This couplet is the core of Jesus's complaint to God about his foolish companion. The man has been pestering Jesus to teach him the divine name that can resurrect the dead. Jesus sees this as a profound spiritual misdirection.
The 'dead self' (murda-ye khod) is the man's own spirit, which is lifeless, un-revived, and in desperate need of attention. He has abandoned this crucial inner work. Instead, he fixates on the 'stranger's corpse' (murda-ye bīgāna), which represents a fascination with external miracles and powers that have nothing to do with his own salvation.

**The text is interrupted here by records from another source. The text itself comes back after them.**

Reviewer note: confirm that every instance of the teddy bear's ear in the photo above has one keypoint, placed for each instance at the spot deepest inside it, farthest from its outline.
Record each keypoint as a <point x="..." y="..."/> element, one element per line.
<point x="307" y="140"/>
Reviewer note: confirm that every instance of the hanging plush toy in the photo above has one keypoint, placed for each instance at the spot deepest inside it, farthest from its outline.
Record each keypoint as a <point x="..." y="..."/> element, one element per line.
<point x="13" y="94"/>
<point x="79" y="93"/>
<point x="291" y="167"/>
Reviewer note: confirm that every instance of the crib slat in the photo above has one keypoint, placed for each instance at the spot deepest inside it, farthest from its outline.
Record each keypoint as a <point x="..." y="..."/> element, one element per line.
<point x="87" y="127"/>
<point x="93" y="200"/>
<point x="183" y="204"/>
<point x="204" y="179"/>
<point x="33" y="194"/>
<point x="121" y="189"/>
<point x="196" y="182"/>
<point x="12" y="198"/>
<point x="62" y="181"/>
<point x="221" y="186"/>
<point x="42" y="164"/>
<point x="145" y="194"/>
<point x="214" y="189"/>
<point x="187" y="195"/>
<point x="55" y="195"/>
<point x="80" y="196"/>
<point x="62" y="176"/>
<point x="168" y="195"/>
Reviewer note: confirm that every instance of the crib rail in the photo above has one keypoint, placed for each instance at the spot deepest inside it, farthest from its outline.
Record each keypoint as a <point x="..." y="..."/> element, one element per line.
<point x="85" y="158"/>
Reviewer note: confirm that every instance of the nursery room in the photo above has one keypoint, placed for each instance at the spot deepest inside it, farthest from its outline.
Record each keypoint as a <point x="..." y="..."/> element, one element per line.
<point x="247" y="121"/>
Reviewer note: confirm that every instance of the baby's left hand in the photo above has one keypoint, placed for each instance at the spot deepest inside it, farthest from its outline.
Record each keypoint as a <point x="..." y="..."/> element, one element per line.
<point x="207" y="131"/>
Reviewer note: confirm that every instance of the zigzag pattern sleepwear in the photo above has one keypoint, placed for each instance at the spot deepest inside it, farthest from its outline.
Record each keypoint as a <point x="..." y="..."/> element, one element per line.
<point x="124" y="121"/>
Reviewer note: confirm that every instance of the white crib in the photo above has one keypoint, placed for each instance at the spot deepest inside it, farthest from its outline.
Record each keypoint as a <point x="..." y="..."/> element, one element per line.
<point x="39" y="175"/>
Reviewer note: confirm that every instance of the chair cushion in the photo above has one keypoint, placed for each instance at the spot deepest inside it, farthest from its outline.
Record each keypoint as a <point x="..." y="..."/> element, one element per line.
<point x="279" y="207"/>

Rumi uses this story to critique a common spiritual error: prioritizing outward shows of power or knowledge over the essential, inward task of vivifying one's own soul. The companion wants the power of a prophet without having done the work to purify the self. He is like someone who ignores his own mortal illness to dabble in healing others, a futile and misguided effort.
- رفو
- Darning, mending, patching up. Here it implies a futile attempt to repair something that is fundamentally decayed, like a corpse.
- بیگانه
- Stranger, foreigner, other. In this context, it contrasts with 'khod' (self) to mean that which is external to one's own soul.
- مرده
- Dead, a corpse. Rumi uses it literally for the bones the companion wants to revive, and metaphorically for the man's own spiritually dead soul.